One of the major problems in VML injury is that the basal lamina at the injury site is damaged or lost, which negatively impacts the myogenesis process. Intact basal lamina can play the role of a regenerative template, also secreting chemotactic factors that recruit stem cells to the site of injury²⁶ with an excellent outcome^1,59. Decellularized extracellular matrix (dECM) scaffolds are a promising treatment, because they contain many of the biochemical cues needed for skeletal muscle repair and regeneration, such as cell adhesion, cell proliferation, and cell differentiation. Smoak et al. created a novel, high-throughput technique to fabricate dECM scaffolds with tunable physicochemical characteristics, while maintaining the structural matrix components required for regeneration⁶⁰. A previously unknown strategy, Qiu et al. combined human umbilical cord mesenchymal stem cells with dECM scaffolds which regulated macrophage switch to the M2 phenotype and suppressed macrophage M1 phenotype, both of which are important in tissue regeneration process, as detailed in section 2⁶¹. Trevisan et al. proposed a diaphragm-derived extracellular matrix (ECM) as a scaffold for treatment of the congenital diaphragmatic hernia (CDH). Their team implanted diaphragmatic dECM-derived patches, which later demonstrated absence of rejection or hernia recurrence, as opposed to available treatments. Furthermore, Trevisan et al. concluded that their treatment was also able to promote generation of new blood vessels, new muscle fibers, and most importantly, to at least partially recover host diaphragmatic function. What is even more interesting, is that re-innervation was achieved by using Schwann cells in their mouse model. For the first time, this study showed that implantation of tissue-specific biologic scaffold can promote at least in part diaphragm muscle regeneration and overcome issues commonly observed for prosthetic materials⁶². In conclusion, Greg et al.’s study on dECM scaffold in combination with minced muscle for the treatment in the tibialis anterior of a VML model, asserts that although remaining muscle mass at site of injury is a source of myogenic cells and repair signals, a devitalized scaffold without myogenic cells is not sufficient to promote myogenesis in VML⁶³.

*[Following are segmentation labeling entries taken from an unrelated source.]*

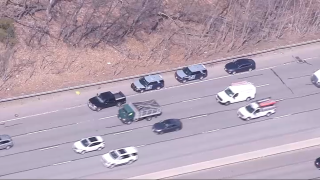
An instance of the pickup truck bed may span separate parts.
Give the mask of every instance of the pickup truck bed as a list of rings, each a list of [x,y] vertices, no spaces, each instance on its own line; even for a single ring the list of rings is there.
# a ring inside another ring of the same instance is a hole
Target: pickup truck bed
[[[118,92],[118,93],[114,93],[113,95],[114,95],[114,98],[116,100],[120,100],[120,99],[125,99],[126,98],[126,96],[121,91]]]

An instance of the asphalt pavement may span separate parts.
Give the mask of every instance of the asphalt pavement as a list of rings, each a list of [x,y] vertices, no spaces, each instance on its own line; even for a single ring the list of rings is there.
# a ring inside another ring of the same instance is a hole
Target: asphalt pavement
[[[314,166],[319,151],[315,146],[169,179],[315,179],[320,178]]]
[[[165,89],[142,94],[134,93],[125,81],[80,95],[66,92],[2,104],[0,131],[11,135],[15,146],[0,151],[0,178],[124,179],[318,137],[320,90],[310,82],[311,74],[320,67],[317,52],[301,52],[307,63],[295,62],[292,52],[257,57],[257,70],[237,75],[228,75],[223,65],[216,65],[208,67],[208,78],[187,84],[176,82],[172,73],[164,74]],[[270,61],[272,58],[279,60]],[[278,100],[276,114],[243,121],[236,112],[248,102],[229,106],[216,102],[217,92],[239,81],[257,86],[256,99]],[[121,90],[128,102],[156,99],[163,114],[152,121],[123,125],[116,117],[116,107],[93,112],[86,106],[89,97],[105,90]],[[167,118],[181,118],[183,129],[153,134],[151,126]],[[75,141],[94,135],[104,138],[102,151],[73,152]],[[126,146],[138,147],[137,162],[114,169],[102,165],[102,154]]]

Biological scaffolds in combination with different forms of muscle stimulation, such as exercise, enhance stem cell-based therapy in VML⁶⁴ and may lead to a better outcome than either strategy (use of scaffolds and cell-based therapy) employed alone. Restoration of a pro-regeneration environment requires a multifactorial strategy, which may include combining scaffolds with the appropriate progenitor/stem cells. In animal studies, co-delivery of muscle progenitor cells in combination with ECM scaffolds has been shown to improve functional recovery following VML injury compared to ECM scaffold delivery alone⁶⁵. Cellular co-delivery however, produces increased clinical complexity, in part because it requires surgical collection and expansion of a patient’s progenitor cells before implantation. One way to resolve this problem is through implantation of minced muscle (MM) autografts which contains satellite cells belonging to the stem cells niche. MM autografts can be obtained from normal skeletal muscle tissue and transferred into the injury site. The combination of a decellularized muscle scaffold with MM resulted in ~ 50% recovery of the muscle contractile force in a VML model. MM can increase myogenesis while simultaneously decreasing accumulation of collagen-enriched repair tissue⁶⁵. Excessive collagen deposition by the fibroblasts can result in scar tissue formation, that can affect the regenerative process and the muscle functional performance after recovery¹. A summary of several materials tested in different studies is presented in Table 1.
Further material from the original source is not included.